/AnMtgsAbsts2009.54818 Fertilizer Input Costs: Perceptions and Strategies.

Monday, November 2, 2009: 3:15 PM
Convention Center, Room 324, Third Floor

Peter Scharf1, Ray Massey2, Julie A. Abendroth3, Newell Kitchen4 and Kenneth Sudduth4, (1)Div. of Plant Sciences, Univ. of Missouri, Columbia, MO
(2)Agricultural Economics, Univ. of Missouri, Columbia, MO
(3)Univ. of Missouri, Richmond, MO
(4)USDA-ARS, Columbia, MO
Surveys of producers attending Extension meetings in February 2009 indicated that their top economic concern is rising fertilizer prices. Two common responses to this concern were to start using precision or variable-rate nutrient application and to start using nutrient placement.

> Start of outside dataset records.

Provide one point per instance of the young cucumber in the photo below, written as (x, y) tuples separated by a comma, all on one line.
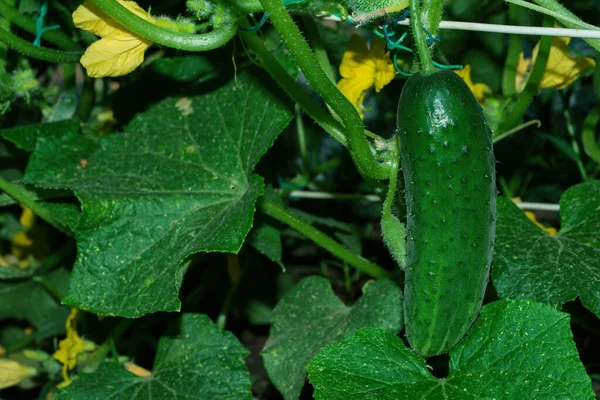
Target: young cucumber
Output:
[(448, 166)]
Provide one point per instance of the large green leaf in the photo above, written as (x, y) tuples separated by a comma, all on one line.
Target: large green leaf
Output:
[(310, 316), (30, 300), (198, 362), (531, 264), (25, 137), (515, 350), (177, 181)]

Spreadsheets on the economics of these two practices for P and K management were developed. A ‘front page’ with a dial indicator was developed that shows profitability of these practices relative to conventional broadcast management. This ‘front page’ also has a number of inputs that can be modified by the user, including fertilizer and commodity prices. Our analysis suggests that precision P and K management is profitable at current prices if soil test target values are reduced when using this practice (as supported by recent response data). It also suggests that subsurface placement of P and K will rarely be profitable even with low-testing rented land. Precision application of N using crop sensors has been profitable in 55 on-farm demonstrations in Missouri. Judicious use of precision agriculture technologies has the potential to reduce fertilizer input costs without reducing yield.